Aspen possède 26 usines dans le monde, dont 5 d’une taille internationale a indiqué Stephen Saad. Notre-Dame de Bondeville en fait partie.

Interrogé sur la question de la charge de l’usine française, Stephen Saad a indiqué que son groupe venait d’acquérir un anti-coagulant de Novartis (Mono-Embolex) avec l’ambition de fabriquer le principe actif de ce médicament à Notre-Dame de Bondeville. "Dans un deuxième temps, nous avons le projet de rapatrier aussi le remplissage de seringues à Notre Dame de Bondeville."

Le patron d’Aspen a souligné à plusieurs reprises la nécessité pour l’usine d’être rentable et d’accroître ses volumes. Il a précisé que son groupe étudiait la possibilité de signer des contrats avec des tiers.

Spécialisée dans les seringues pré-remplies pour les marchés de la thrombose, l’usine réalise aussi l’étape de purification des médicaments à partir de la matière première brute (chimie fine) ; dans le cas de Fraxiparine, c’est une matière biologique puisque l’usine fabrique de l’héparine à partir de mucus d’intestin de porc ; dans le cas d’Arixtra, l’usine travaille à partir de molécules de synthèse, ce médicament étant obtenu par synthèse chimique.

L’aventure de l’héparine

En 57 ans, l’usine de Notre-Dame de Bondeville a changé plusieurs fois de propriétaire, mais a conservé son expertise dans l’héparine et les médicaments contre la thrombose.

Après la guerre, une société familiale parisienne, Laboratoire Choay, découvre le moyen de produire de l’héparine, une substance efficace contre la formation des caillots sanguins (thromboses). Le Laboratoire Choay s’installe en 1958 à Maromme dans la région rouennaise et déménage en 1969 dans la commune voisine de Notre-Dame de Bondeville.
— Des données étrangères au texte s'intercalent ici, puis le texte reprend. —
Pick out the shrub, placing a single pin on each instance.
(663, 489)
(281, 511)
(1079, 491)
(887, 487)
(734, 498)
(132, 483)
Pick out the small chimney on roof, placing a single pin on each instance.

Dans les années 80, Laboratoire Choay noue un partenariat avec Sanofi qui en 1984 intègre l’entreprise familiale. Sanofi lance en 1985 une héparine de bas poids moléculaire, mieux tolérée que l’héparine standard, qui donne lieu à la Fraxiparine. Par la suite, Sanofi investit et recrute pour mettre au point et lancer l’Arixtra, obtenu par synthèse chimique.

Mais en 2004 Sanofi lance une OPA sur Aventis dont l’un des produits phares est un anti-thrombotique, le Lovenox. Pour obtenir le feu vert des autorités de la concurrence, Sanofi doit céder le site de Notre-Dame de Bondeville et deux anti-thrombotiques : Fraxiparine et Arixtra. C’est le britannique GlaxoSmithKline (GSK) qui reprend le site et ces deux productions.

En 2013, nouveau changement de propriétaire. GSK cède son portefeuille de médicaments anti-thrombotiques à l’échelle mondiale. Aspen entre en scène et reprend le site normand qu’il promet de développer. Ce faisant, il met un premier pied en France.